Really? Am I the only one who gets herself into 3-hour long time warps while working on a project that needs to be done yesterday? I’m not paying attention that closely to the clock, and I’m certainly not going to set any alarms and disturb coworkers. No.
2.) Say yes to that birthday cake – but just a little bit!
If you work in a busy office, you don’t have a conference room, you have a birthday cake room. When I worked in the development offices at Children’s Hospital, there was cake all the freaking time, sometimes twice a day. Not to mention the leftover event/board meeting food, chocolates sent from donors, and random doughnuts from other well-meaning office diet saboteurs. I get that you think that denying myself cake will just lead me into prolonged depressed fat-kid evening when I eat an entire Kroger sheet cake by myself in front of the TV, but what I need is a personal policy in regards to office food, not an excuse.
3.) Keep running shoes at your desk and walk during your lunch breaks.

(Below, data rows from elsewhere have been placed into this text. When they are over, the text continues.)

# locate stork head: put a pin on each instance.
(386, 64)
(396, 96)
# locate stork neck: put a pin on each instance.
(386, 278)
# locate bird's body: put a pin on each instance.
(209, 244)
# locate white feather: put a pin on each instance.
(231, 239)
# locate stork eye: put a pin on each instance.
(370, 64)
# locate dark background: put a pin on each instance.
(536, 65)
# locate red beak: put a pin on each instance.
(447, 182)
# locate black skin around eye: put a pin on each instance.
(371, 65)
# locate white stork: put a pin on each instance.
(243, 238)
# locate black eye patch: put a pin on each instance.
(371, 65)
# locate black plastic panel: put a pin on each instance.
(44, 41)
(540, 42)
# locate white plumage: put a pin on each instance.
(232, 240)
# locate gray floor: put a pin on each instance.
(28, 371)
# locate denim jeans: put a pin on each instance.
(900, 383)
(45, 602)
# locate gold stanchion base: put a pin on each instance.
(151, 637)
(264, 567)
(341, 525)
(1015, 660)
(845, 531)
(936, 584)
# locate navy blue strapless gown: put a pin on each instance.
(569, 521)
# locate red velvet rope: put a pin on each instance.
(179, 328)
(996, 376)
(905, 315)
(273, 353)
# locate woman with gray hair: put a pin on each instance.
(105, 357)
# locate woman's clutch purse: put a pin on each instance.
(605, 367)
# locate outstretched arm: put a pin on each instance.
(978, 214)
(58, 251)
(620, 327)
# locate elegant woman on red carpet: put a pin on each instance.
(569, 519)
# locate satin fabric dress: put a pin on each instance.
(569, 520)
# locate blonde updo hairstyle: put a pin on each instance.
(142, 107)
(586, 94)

I’d rather eat on my lunch break, if I have one at all. Plus, lots of bosses don’t take kindly to their well-kempt employee turning into a smelly, sweaty, sunburnt mess every afternoon. And who wants to keep their gym shoes in the place they sit all day?
The people who write these suggestions and then shake their heads when you just can’t meet them are on staff at health magazines, working away at their standing desks, going to company-provided power yoga at noon, and perfectly adjusted into seeing (and maybe smelling) each other’s sweat. So why are we listening to them? And what should we really do?

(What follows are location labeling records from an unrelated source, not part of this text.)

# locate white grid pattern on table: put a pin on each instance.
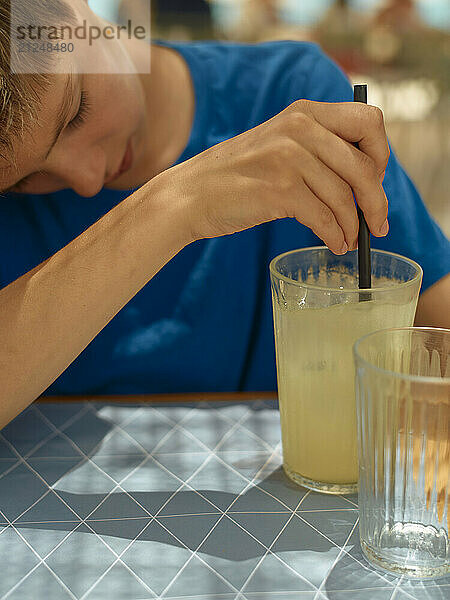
(317, 592)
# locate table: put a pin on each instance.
(181, 497)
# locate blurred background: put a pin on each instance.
(401, 48)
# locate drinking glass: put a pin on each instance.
(403, 411)
(318, 314)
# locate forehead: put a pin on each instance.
(29, 148)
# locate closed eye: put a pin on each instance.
(83, 111)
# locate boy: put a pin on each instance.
(221, 137)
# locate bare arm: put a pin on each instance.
(433, 308)
(50, 314)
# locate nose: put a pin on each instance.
(82, 172)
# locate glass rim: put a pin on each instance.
(321, 288)
(416, 378)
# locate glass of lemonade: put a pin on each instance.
(319, 313)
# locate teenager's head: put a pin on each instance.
(97, 116)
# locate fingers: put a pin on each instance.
(354, 122)
(353, 166)
(309, 210)
(335, 193)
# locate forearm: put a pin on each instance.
(433, 308)
(50, 314)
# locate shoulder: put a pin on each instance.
(287, 68)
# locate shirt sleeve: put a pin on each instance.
(413, 232)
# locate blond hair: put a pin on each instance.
(20, 93)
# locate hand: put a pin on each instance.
(302, 163)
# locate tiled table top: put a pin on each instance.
(106, 501)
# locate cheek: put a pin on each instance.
(126, 105)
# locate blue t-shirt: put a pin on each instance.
(204, 322)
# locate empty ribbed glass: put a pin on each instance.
(403, 414)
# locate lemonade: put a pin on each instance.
(316, 384)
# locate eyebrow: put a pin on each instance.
(61, 118)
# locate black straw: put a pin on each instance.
(364, 268)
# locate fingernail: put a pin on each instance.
(384, 228)
(343, 248)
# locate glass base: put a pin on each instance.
(417, 571)
(321, 486)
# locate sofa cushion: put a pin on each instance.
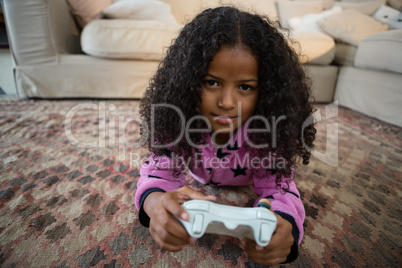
(390, 16)
(128, 39)
(84, 11)
(186, 10)
(345, 54)
(367, 7)
(140, 10)
(381, 51)
(314, 47)
(291, 9)
(351, 26)
(309, 22)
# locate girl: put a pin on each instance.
(228, 104)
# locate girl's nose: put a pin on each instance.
(226, 100)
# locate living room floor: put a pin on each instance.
(7, 86)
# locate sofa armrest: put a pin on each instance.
(40, 30)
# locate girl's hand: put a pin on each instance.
(161, 208)
(278, 248)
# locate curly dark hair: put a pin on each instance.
(284, 89)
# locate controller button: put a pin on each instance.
(264, 215)
(264, 234)
(198, 206)
(198, 222)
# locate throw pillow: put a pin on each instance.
(366, 7)
(85, 11)
(397, 4)
(390, 16)
(351, 26)
(140, 10)
(290, 9)
(326, 4)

Here’s a few things that I’ve found helpful:
1.) Go grocery shopping for office snacks, and office snacks only.
And fill up a reusable grocery bag with them. If you go grab some things for the office on your regular shopping trip, you’ll most certainly get a box of 100-calorie packs of junk food and assume that’ll be enough. It won’t be. Get apples, bananas, oranges, pretzels, pistachios, and yogurt, and have one in your hand every time you sing happy birthday to a coworker. Don’t eat the cake, but have a personal policy that you just don’t eat junk food in the office. Eat it at home with people you love.
Drink like a fish. Get a 20 oz. water bottle and go to town. If you drink warm water, you’ll not only be hydrated but feel full and you’ll have to go to the bathroom more, which takes care of those “walk breaks every 15 minutes” without even having to think of it. Simple.

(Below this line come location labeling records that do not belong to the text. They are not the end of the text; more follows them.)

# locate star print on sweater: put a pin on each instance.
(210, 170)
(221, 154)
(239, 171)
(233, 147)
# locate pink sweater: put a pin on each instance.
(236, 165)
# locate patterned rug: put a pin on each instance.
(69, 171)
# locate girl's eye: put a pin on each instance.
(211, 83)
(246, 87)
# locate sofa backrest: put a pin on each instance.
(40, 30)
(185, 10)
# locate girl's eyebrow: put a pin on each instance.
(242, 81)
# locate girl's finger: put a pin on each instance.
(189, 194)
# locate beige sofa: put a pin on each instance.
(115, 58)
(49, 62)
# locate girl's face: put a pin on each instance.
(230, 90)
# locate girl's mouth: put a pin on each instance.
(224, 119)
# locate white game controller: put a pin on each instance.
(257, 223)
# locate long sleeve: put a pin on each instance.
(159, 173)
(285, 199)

3.) When you do get to stand, stand on two feet.
I’m a textbook collapser, meaning I habitually find the nearest doorway/chair/table/fish tank and lean on it when I’m talking to anyone in the office, which just makes me more anxious to get back to my chair. Standing with your weight balanced on both feet sends another message to your brain: I’m present. I’m here. I’m totally aware that I’m making my body stand right now.
So those are office health suggestions from someone who actually works in an office and understands the limitations.
But let’s say that you’re not just the average person who works at the average office and wants to maintain an average level of health. Those stupid health magazine opinions are still probably not going to work for you, because they’re still both impractical and meek. Here’s what to do if you want to own it:
1.) Research charities and offer to put together a corporate relay team for the marathon or half marathon in your nearest city.
You’ll look like the hero, the go-getter, the initiator, the philanthropist – without having to do much at all except fill out some paperwork and ask everyone how their training is going. An added bonus is that people will avoid talking to you until after the race out of guilt that they didn’t finish their long run last weekend, meaning you get more work done.
2.) Out with the rolly chair, in with the stabilization ball.
You get a stronger core and the designation of office health nut, the conference room gets an extra chair. It’s a win/win.
3.) If you’re facilitating a meeting, ask everyone to stand instead of sit.
Believe me, people will be grateful. Just because they’re used to sitting at meetings doesn’t mean they enjoy it. Give it a try, and see how much more productive the meeting feels – and how quickly people will wrap up their usually-long-winded statements.
So there it is – office health suggestions from an office health nut. Happy Friday!